A free and responsible press serving the UMass community since 1890

Massachusetts Daily Collegian

A free and responsible press serving the UMass community since 1890

Massachusetts Daily Collegian

What are we paying for?

Campus dorms aren’t worth the cost
(Will Katcher/ Daily Collegian)

When I arrived at the University of Massachusetts for my sophomore year, I was so excited to be living in a sophomore dorm. MacKimmie Hall seemed like a tremendous upgrade from my freshman dorm. With bigger rooms and a close proximity to campus, I knew I wouldn’t have a single complaint. Though seemingly insignificant, these changes were important to me. So why was I planning to move off campus a few weeks later?

Within hours of moving in,  MacKimmie was already shaping up to be less than I expected. My friends and I witnessed a cockroach scurry across the hallway and crawl under someone’s door. We told our Resident Assistant, but, predictably, nothing was done. There was no hot water for the first three days after we arrived.

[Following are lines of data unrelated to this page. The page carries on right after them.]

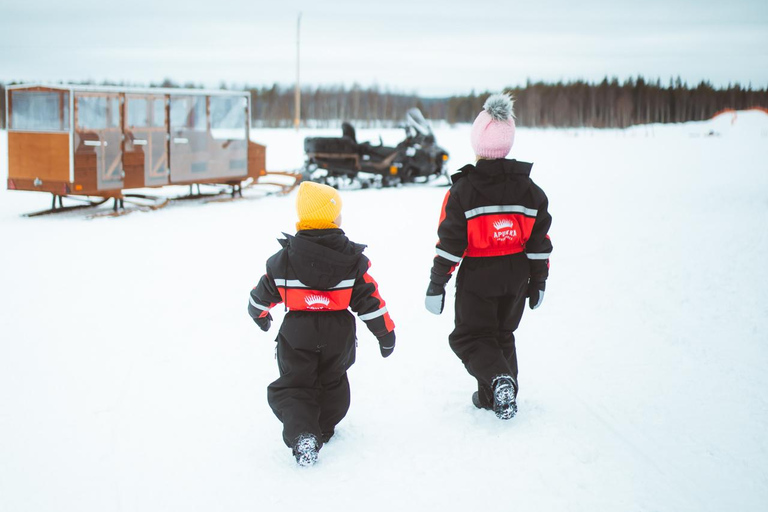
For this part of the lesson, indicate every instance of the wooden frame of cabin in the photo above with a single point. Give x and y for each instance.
(98, 141)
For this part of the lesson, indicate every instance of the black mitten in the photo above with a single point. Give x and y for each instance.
(536, 292)
(435, 300)
(264, 322)
(387, 344)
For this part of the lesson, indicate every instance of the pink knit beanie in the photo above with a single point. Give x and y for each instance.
(493, 132)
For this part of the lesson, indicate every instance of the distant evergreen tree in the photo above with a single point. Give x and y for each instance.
(606, 104)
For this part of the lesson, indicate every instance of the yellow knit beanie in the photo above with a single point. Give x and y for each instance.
(317, 206)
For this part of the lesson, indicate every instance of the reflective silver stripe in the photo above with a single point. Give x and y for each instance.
(530, 212)
(345, 284)
(448, 256)
(375, 314)
(293, 283)
(257, 305)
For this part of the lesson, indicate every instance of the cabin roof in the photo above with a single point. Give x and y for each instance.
(129, 90)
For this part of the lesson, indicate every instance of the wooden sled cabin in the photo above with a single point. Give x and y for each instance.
(98, 141)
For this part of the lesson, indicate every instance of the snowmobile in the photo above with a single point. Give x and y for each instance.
(345, 162)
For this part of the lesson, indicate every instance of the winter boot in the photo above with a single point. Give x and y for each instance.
(305, 449)
(326, 436)
(504, 391)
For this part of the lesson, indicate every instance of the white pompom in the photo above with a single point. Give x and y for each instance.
(499, 107)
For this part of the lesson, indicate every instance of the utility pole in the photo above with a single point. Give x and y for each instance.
(297, 93)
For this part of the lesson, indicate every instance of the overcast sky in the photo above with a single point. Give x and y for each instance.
(428, 47)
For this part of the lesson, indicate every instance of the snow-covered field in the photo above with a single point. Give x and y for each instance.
(132, 379)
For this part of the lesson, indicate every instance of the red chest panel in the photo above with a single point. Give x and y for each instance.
(498, 234)
(303, 299)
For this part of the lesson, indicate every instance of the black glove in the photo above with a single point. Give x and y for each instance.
(435, 300)
(264, 322)
(536, 292)
(387, 344)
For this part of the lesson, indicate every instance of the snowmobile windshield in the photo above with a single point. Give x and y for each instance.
(416, 120)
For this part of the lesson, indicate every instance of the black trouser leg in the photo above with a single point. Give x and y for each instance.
(293, 397)
(312, 394)
(334, 404)
(475, 337)
(335, 395)
(490, 300)
(510, 313)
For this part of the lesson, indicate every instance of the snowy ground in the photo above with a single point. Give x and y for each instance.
(132, 379)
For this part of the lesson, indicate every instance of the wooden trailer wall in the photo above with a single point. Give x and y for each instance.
(98, 142)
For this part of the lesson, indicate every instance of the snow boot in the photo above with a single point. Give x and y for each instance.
(305, 449)
(504, 391)
(326, 436)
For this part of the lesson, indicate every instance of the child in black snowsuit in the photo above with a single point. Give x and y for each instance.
(494, 221)
(319, 274)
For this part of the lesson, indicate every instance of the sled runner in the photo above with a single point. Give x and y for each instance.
(95, 143)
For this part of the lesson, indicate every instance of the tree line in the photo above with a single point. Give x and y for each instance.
(605, 104)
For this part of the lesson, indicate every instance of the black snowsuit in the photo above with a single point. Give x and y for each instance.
(318, 274)
(494, 222)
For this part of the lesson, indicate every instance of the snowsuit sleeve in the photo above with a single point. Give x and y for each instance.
(452, 240)
(539, 246)
(263, 297)
(369, 305)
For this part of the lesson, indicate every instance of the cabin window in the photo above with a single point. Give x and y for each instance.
(137, 113)
(98, 112)
(189, 112)
(158, 112)
(228, 117)
(37, 111)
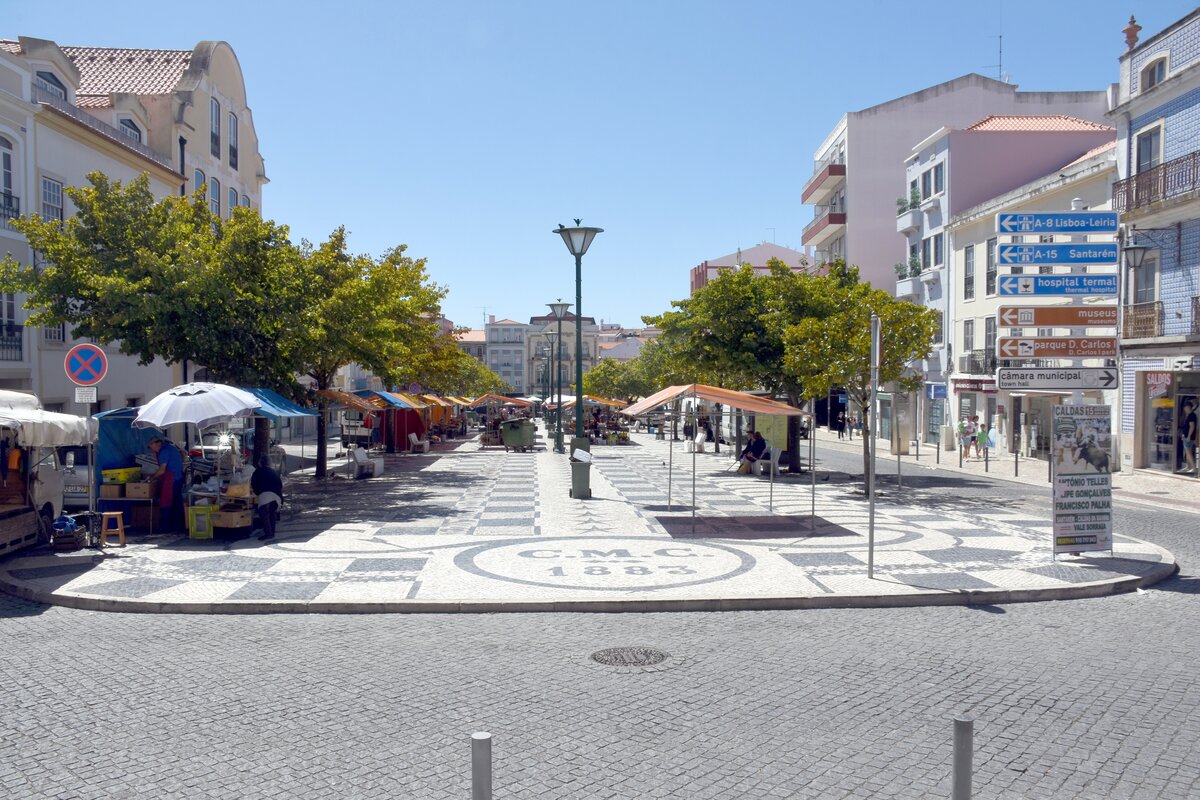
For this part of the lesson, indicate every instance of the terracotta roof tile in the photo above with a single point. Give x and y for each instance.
(1036, 122)
(108, 70)
(1095, 151)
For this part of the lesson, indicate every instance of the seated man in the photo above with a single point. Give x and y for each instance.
(754, 450)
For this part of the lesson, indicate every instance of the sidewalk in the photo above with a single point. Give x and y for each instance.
(1141, 486)
(469, 529)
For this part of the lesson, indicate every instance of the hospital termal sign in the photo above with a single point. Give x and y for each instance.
(1083, 479)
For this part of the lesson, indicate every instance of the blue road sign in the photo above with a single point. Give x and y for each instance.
(1057, 222)
(85, 365)
(1059, 284)
(1081, 253)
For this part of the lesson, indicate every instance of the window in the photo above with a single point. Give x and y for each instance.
(215, 126)
(48, 82)
(989, 277)
(9, 206)
(1145, 280)
(52, 199)
(1153, 74)
(233, 144)
(1150, 144)
(131, 130)
(969, 272)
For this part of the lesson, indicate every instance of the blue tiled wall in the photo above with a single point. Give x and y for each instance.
(1183, 44)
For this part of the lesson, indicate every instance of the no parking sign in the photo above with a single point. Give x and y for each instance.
(87, 365)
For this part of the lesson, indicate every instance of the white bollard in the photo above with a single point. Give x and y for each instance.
(964, 747)
(481, 765)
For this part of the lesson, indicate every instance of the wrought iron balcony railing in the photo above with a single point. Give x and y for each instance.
(1170, 179)
(1143, 320)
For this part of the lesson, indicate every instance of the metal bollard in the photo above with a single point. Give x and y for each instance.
(964, 750)
(481, 765)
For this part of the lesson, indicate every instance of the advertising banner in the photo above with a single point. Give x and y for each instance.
(1083, 482)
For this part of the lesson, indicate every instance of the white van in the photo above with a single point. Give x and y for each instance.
(31, 476)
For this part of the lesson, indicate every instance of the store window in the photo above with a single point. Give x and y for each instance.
(969, 272)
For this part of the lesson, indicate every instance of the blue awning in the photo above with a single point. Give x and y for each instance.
(276, 407)
(387, 397)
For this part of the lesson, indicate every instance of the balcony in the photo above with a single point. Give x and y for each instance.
(10, 209)
(11, 342)
(909, 221)
(828, 223)
(978, 362)
(1175, 179)
(827, 176)
(1143, 320)
(45, 97)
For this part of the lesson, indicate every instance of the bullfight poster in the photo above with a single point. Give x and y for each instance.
(1083, 479)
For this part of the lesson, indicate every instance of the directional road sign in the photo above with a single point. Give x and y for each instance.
(1053, 347)
(1057, 316)
(1057, 378)
(85, 365)
(1092, 286)
(1057, 222)
(1081, 253)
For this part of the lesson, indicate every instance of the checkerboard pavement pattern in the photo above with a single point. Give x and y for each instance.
(401, 540)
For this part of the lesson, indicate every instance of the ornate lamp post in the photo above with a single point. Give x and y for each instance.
(558, 310)
(577, 241)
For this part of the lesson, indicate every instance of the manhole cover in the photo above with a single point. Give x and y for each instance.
(630, 656)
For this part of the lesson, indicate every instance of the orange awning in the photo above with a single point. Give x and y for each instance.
(751, 403)
(345, 400)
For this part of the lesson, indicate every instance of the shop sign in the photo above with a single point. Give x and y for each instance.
(1083, 485)
(1158, 383)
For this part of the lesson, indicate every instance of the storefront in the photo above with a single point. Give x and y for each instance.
(1164, 402)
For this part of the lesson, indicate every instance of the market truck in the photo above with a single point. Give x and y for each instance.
(30, 474)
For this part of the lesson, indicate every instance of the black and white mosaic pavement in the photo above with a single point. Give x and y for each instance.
(485, 528)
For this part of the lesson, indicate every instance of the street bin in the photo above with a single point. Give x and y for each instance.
(519, 434)
(581, 474)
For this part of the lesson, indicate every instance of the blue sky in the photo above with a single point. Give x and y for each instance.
(684, 128)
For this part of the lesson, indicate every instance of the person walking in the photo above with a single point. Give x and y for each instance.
(268, 488)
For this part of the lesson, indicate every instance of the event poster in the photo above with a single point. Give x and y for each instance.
(1083, 481)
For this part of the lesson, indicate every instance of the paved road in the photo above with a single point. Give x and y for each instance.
(1091, 698)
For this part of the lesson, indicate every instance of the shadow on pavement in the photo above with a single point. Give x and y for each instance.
(753, 527)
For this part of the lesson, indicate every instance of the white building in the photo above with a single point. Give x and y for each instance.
(70, 110)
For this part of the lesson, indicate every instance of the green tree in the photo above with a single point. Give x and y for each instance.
(379, 313)
(834, 350)
(731, 332)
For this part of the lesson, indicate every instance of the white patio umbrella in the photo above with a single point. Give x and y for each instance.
(202, 404)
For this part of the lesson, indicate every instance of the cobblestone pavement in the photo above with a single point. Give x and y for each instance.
(487, 530)
(1073, 701)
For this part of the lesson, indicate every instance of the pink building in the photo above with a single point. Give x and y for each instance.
(859, 168)
(756, 257)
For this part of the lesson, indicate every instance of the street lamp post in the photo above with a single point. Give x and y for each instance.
(559, 310)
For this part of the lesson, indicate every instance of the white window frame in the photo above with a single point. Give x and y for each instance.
(1153, 127)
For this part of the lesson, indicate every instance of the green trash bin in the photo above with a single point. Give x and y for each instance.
(519, 434)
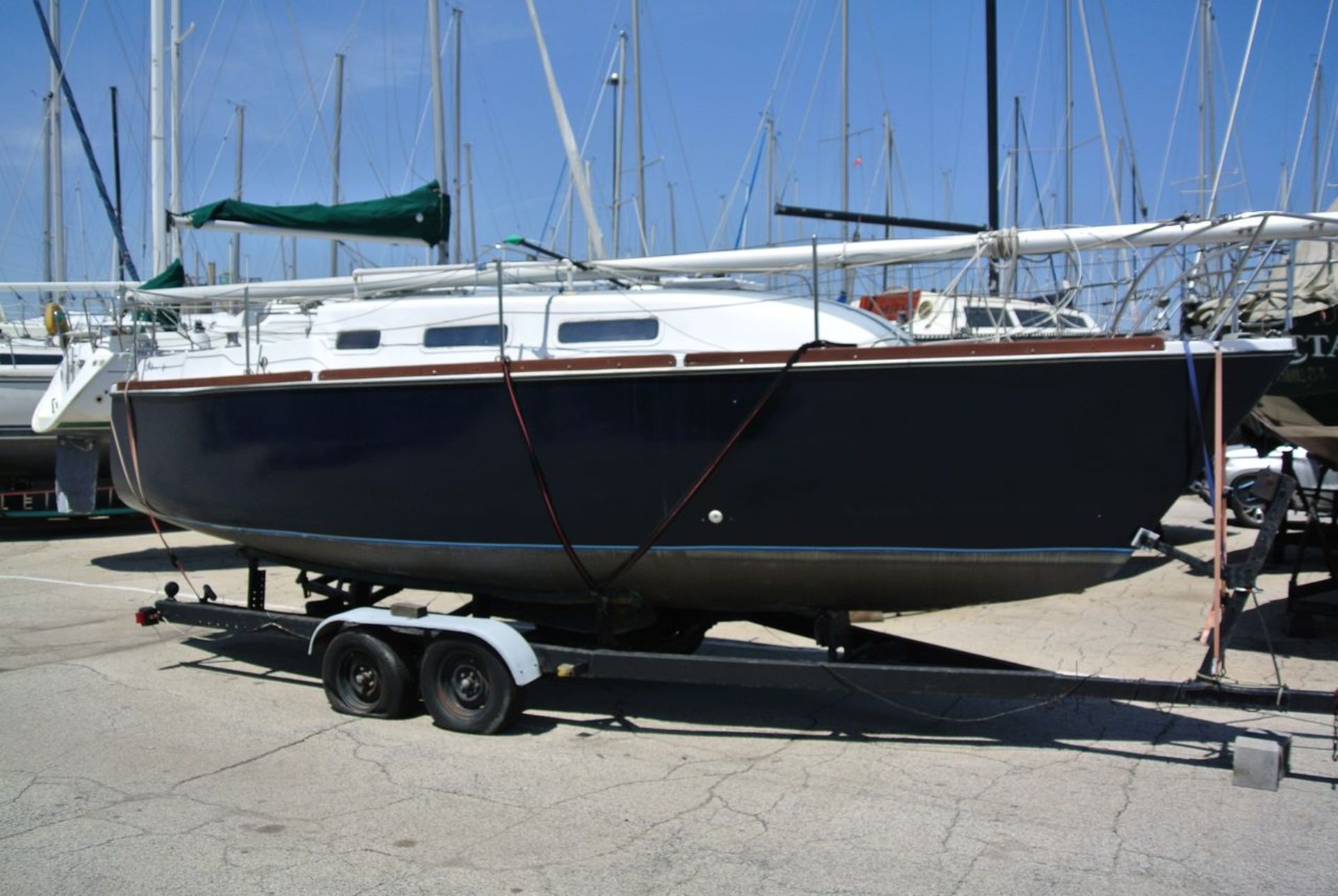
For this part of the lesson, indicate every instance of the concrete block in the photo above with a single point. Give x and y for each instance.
(1259, 760)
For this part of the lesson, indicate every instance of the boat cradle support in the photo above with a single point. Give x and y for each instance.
(969, 676)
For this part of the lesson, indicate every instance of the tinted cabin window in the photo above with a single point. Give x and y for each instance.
(357, 340)
(616, 331)
(1035, 318)
(443, 337)
(987, 317)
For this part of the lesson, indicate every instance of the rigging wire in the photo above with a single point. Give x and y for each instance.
(1305, 118)
(1236, 102)
(1175, 116)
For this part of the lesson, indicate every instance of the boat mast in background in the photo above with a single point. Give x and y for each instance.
(434, 30)
(234, 268)
(334, 150)
(641, 155)
(157, 199)
(580, 180)
(455, 185)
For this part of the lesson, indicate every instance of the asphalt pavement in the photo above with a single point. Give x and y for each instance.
(167, 760)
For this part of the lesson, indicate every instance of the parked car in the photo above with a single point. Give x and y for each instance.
(1242, 467)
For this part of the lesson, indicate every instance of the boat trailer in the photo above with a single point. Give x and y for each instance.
(470, 667)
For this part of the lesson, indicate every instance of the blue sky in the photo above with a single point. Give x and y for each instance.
(711, 71)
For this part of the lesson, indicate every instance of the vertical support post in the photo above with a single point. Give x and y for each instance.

This wasn’t a problem during the 90-degree weather of early September in Amherst. However, the lack of hot water – or water in general – would be a recurring problem throughout the semester.

Since the beginning of the semester, MacKimmie has had several incidents where there was no hot water for multiple days. The water has been shut down for hours multiple times to fix this problem, but it seems as though nothing has fixed it. No running water is more than a minor inconvenience when you have to leave the building to use the bathroom. Almost every shower my friends and I take stops running hot water after the first few minutes.

What’s more, when the cold weather arrived, the University took nearly a week to turn on the heat. Staying warm in the dorm I pay $3,534 per semester for should have been the least of my worries during midterms. Some of my friends were sick. One anonymous MacKimmie resident was so distraught that they posted handwritten signs throughout the building: “Turn on the heat!”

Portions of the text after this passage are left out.